August 22, 2012 / 9:13 AM / 6 years ago

A Minute With: Keanu Reeves going digital with 'Side By Side'

LOS ANGELES (Reuters) - Keanu Reeves’ latest film, “Side By Side,” has no car chases, explosions or slow-motion bullets like those in “The Matrix.” But for fans of cinema, it has something even more valuable - an inside look at digital technology’s impact on traditional film.

Actor Keanu Reeves attends a news conference to promote the film "Henry's Crime" during the 35th Toronto International Film Festival, September 14, 2010. REUTERS/Fred Thornhill

The 98-minute documentary is co-produced by Reeves, who also acts as interviewer, and directed by Chris Kenneally and it features a who’s who of Hollywood heavyweights discussing their views on making movies through film or digital means.
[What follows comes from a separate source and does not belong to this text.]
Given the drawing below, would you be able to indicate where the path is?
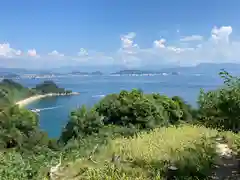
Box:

Filmmakers interviewed include James Cameron, David Fincher, David Lynch, George Lucas, Danny Boyle, Martin Scorsese, Christopher Nolan and Steven Soderbergh

“Side By Side” opened in Los Angeles on August 17, hits New York August 31 and plays around the United States in weeks to come. It is available nationwide on video-on-demand Wednesday.

Reeves recently spoke to Reuters about the movie.

Q: Where did the idea for “Side by Side” come from?

A: “A couple of years ago I was working on this film, “Henry’s Crime,” which I also produced, and I was talking with Chris Kenneally about all the new digital technology and all the changes in the industry. We were sitting in the post-production suite trying to match the photochemical image with the digital image, side by side, and it just hit me - film is going away, and we should document this whole evolution. So Chris and I gradually put a team together to make the documentary.”

Q: The film features interviews with some 70 top filmmakers, directors of photography and other experts. How did you pull all that together?

A: “It wasn’t easy and it took almost a year to film everyone. We began at the 2010 Camera Image festival in Poland and got a bunch of (cinematographers) there, including all these greats I’d worked with, such as Vittorio Storaro, Michael Chapman and Michael Balhaus. That was our start, and then word-of-mouth spread, and I began contacting some of the directors I’d worked with over the past 25 years. So that history together obviously helped get some of the big names on board and we just started building momentum. We ended up getting nearly 150 people and then we had to cut it down for the final movie.”

Q: Did anyone turn you down?

A: “We got nearly everyone we wanted, although of course some people were unavailable or didn’t want to be interviewed, for whatever reason.”

Q: Who was the hardest person to get hold of?

A: “Chris Nolan, because his schedule on ‘The Dark Knight Rises’ was so crazy. It took a long time to set that one up.

Q: Nolan’s always been an outspoken champion of film as opposed to digital. Is it true you appealed to his anti-digital sentiments by writing him an old-fashioned letter?

A: “Yes, I actually wrote to him on an old-fashioned typewriter. I think he got a kick out of that and we finally shot him in his trailer on the Batman set in LA.”

Q: You also managed to get “Matrix” directors, the Wachowskis. That was quite a coup as they haven’t done an interview in over a decade.

A: “Well, we’ve stayed friends since ‘The Matrix’ films and they were lovely. I felt honored that they wanted to be a part of this. And I think they add so much to this documentary and may surprise a lot of people with their views. Although they pioneered so many digital techniques in the ‘Matrix’ films, they have this big love for film and the look of film.

Q: Any other highlights?

A: “Talking to George Lucas was pretty special. The sheer impact that he’s had on digital cinema is just so amazing, and I learned so much. I mean, I wasn’t familiar with his development of the EditDroid which then turned into the Avid but we all know about ILM and THX and his work with digital cameras. He’s a true maverick and pioneer of where we are today. He’s done it all.

Q: Having made the documentary, how do you feel about the future of physical film? Is it dead?

A: “I think it is. Even Chris Nolan admits that film, if not dead, is now on life support, and it’s just going to become more and more difficult to even get film. Personally I’m a big film fan and it’s sad to see it go but the future is digital.”

Q: You’re also behind the camera again directing your first big feature, a kung fu adventure titled “Man of Tai Chi,” and shooting it in China. Did you go digital?

A: (Laughs) “We did. I developed this project for five years and we’re shooting on location in Beijing and Hong Kong. I’m having a great time directing and I definitely plan to do it again.”